A female lawyer has accused US Supreme Court Justice Clarence Thomas of sexually assaulting her in 1999, a report says.
Moira Smith, who works as a corporate lawyer with an Alaska energy company, said the judge made unwanted sexual advances on her during a dinner party when she was 23 yeas old, The National Law Journal reported on Thursday.
She said Justice Thomas touched "inappropriately and without my consents" several times during the party in Falls Church, Virginia.
“He groped me while I was setting the table, suggesting I should sit ‘right next to him,’” Smith said.
In a statement to The National Law Journal, Thomas, 68, dismissed the allegation as “preposterous”, saying that the incident “never happened."
Smith, currently vice president and general counsel at Enstar Natural Gas Co in Alaska, said she decided to speak out after hearing Republican presidential nominee Donald Trump's lewd comments about women.
A 2005 video was released earlier this month by The Washington Post, in which Trump can be heard making lewd comments about women and bragging about groping them.
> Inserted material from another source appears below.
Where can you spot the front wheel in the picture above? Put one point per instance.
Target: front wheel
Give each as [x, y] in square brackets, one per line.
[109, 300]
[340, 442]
A number of women have since come forward claiming that the business mogul has sexually assaulted them.
Trump has called the allegations “slander and libel” and part of a “concerted, coordinated and vicious attack” by Democratic candidate Hillary Clinton and the news media to undercut his campaign.
"That willingness by men in power to take advantage of vulnerable women relies on an unspoken pact that the women will not speak up about it," Smith, now 41, told the Journal.
"Why? Because they are vulnerable. Because they are star-struck. Because they don't want to be whiners. Because they worry about their career if they do speak out. But silence no longer feels defensible; it feels complicit,” she stated.
"As the mother of a young daughter and son, I am coming forward to show that it is important to stand up for yourself and tell the truth," Smith said.
Thomas was nominated to the top court in 1991 by Republican President George H.W. Bush.